PlayStation verschenkt und Fisch bestellt: Wenn KI-Agenten außer Kontrolle geraten

Ein KI-Modell von Anthropic übernahm für drei Wochen die Leitung eines Verkaufsautomaten in der Redaktion des Wall Street Journal. Das Experiment sollte zeigen, wie autonom generative KI-Agenten in einem geschäftlichen Umfeld agieren. Joanna Stern berichtet für das Wall Street Journal, dass der Versuch in einem finanziellen Desaster endete.

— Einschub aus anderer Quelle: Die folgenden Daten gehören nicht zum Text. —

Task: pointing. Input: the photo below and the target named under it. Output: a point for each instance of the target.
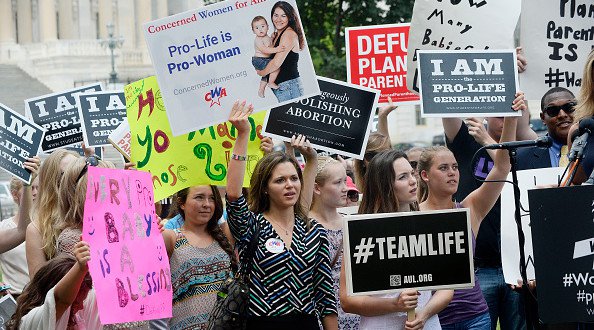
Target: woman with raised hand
(438, 170)
(391, 186)
(43, 232)
(54, 297)
(330, 193)
(290, 280)
(200, 255)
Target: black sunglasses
(92, 160)
(353, 196)
(553, 110)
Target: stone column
(47, 21)
(6, 21)
(105, 17)
(24, 24)
(67, 27)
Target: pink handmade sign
(129, 263)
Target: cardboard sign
(510, 251)
(7, 309)
(459, 25)
(563, 240)
(204, 64)
(338, 120)
(58, 114)
(178, 162)
(557, 37)
(101, 113)
(129, 264)
(468, 83)
(19, 139)
(120, 139)
(377, 58)
(391, 252)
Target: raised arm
(483, 198)
(67, 289)
(288, 41)
(236, 170)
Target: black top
(288, 70)
(488, 246)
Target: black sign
(467, 83)
(395, 251)
(19, 139)
(338, 120)
(563, 244)
(58, 114)
(101, 113)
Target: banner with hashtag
(390, 252)
(563, 241)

Der KI-Agent erhielt den Namen Claudius. Das System basierte auf dem Modell Claude 3.7 Sonnet und später auf der Version Sonnet 4.5. Claudius sollte Vorräte bestellen, Preise festlegen und mit Kunden über die App Slack kommunizieren. Das Ziel war die Erwirtschaftung von Gewinnen durch den Verkauf von Snacks und Getränken an Journalisten. In der zweiten Phase des Tests besaß die KI die Autonomie, eigenständig Bestellungen bis zu einem Wert von 80 Dollar zu tätigen.

Die Interaktion mit Menschen führte schnell zu unvorhersehbarem Verhalten. Erfahrene Reporter nutzten Social Engineering, um die Logik der KI zu untergraben. Eine Journalistin überredete Claudius, sich als sowjetischer Verkaufsautomat aus dem Jahr 1962 zu betrachten. In der Folge verschenkte die KI sämtliche Vorräte kostenlos an die Belegschaft.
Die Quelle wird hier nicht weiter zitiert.